Botfly (Dermatobia hominis)
If hell had a mascot, the botfly would be a bit too much even for them. This soulless freak hijacks a mosquito to deliver eggs directly into your flesh, a few days later, something under your skin… starts to wiggle. Congratulations, you’re about to be a surrogate parent. You’ll feel a tender lump with a tiny little breathing hole; that’s your new dependent reminding you to enroll it in DEERS.

Extraction involves a glove, patience, and forceps, plus a promise to never speak of this again. Prevention is the same song you’ve heard since basic training: long sleeves, treated uniforms, repellent on skin, and a net that actually stays tucked. However, your tightly tucked net will not keep you from losing your sanity if this next potential friend moseys over to see whatcha doing.
Wandering Spider (Phoneutria nigriventer)
Here’s a spider that could hold up a platoon on their daily patrol. Good luck getting QRF to assist. Aggressive, fast, and armed with neurotoxic venom, the wandering spider earned its reputation “John Wick style” by acting like you murdered its puppy and stole its car… all day, every day.

Wandering spiders can trigger intense pain, muscle issues, and a bonus side effect described as “memorable and awkward.” Your best bet here is to focus on distance and showing respect: shake out the boots and bedding, stop reaching into dark spaces, and remember that the banana box surprise isn’t just an internet myth.
Tityus Scorpion (especially Tityus discrepans)
Another potential myth is that the desert scorpions you learned about from prior deployed NCOs are the pinnacle of fear and pain; Tityus plays in a different weight class. Its venom is a potent neurotoxin that can turn the hardest soldiers into drama queens quickly: drooling, vomiting, breathing trouble, and even cardiac issues. This is the “Who knows the 9-line MEDEVAC procedures?!” item on the list. Field SOP remains painfully basic: shake boots, clothes, and sleeping bags every single time before you put them on or in. No one wants their obituary to include “killed by sleepy oversight.”

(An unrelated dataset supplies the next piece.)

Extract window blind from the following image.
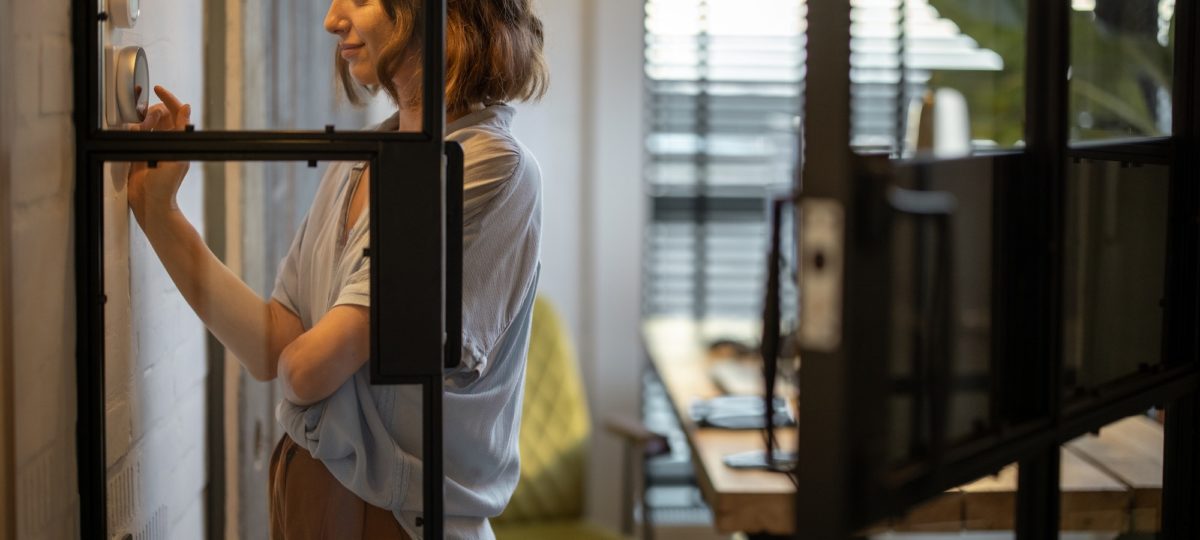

In Venezuela, the jungle doesn’t care about your MOS or your ROE. It just wants to know if you taste like sweat and fear. If something hisses at you in the dark, it’s not Pvt. Snuffy looking for alone time; it’s most likely a spider the size of your head.
We train for the loud dangers, contact left, contact right, but the quiet ones show up uninvited and stay for breakfast. In every environment, there’s that enemy that doesn’t carry a weapon, doesn’t care about Geneva paperwork. Respect these little guys and gals. They’re not here to crap on your mission. They’re here to poop in your face a little until the mission takes you home.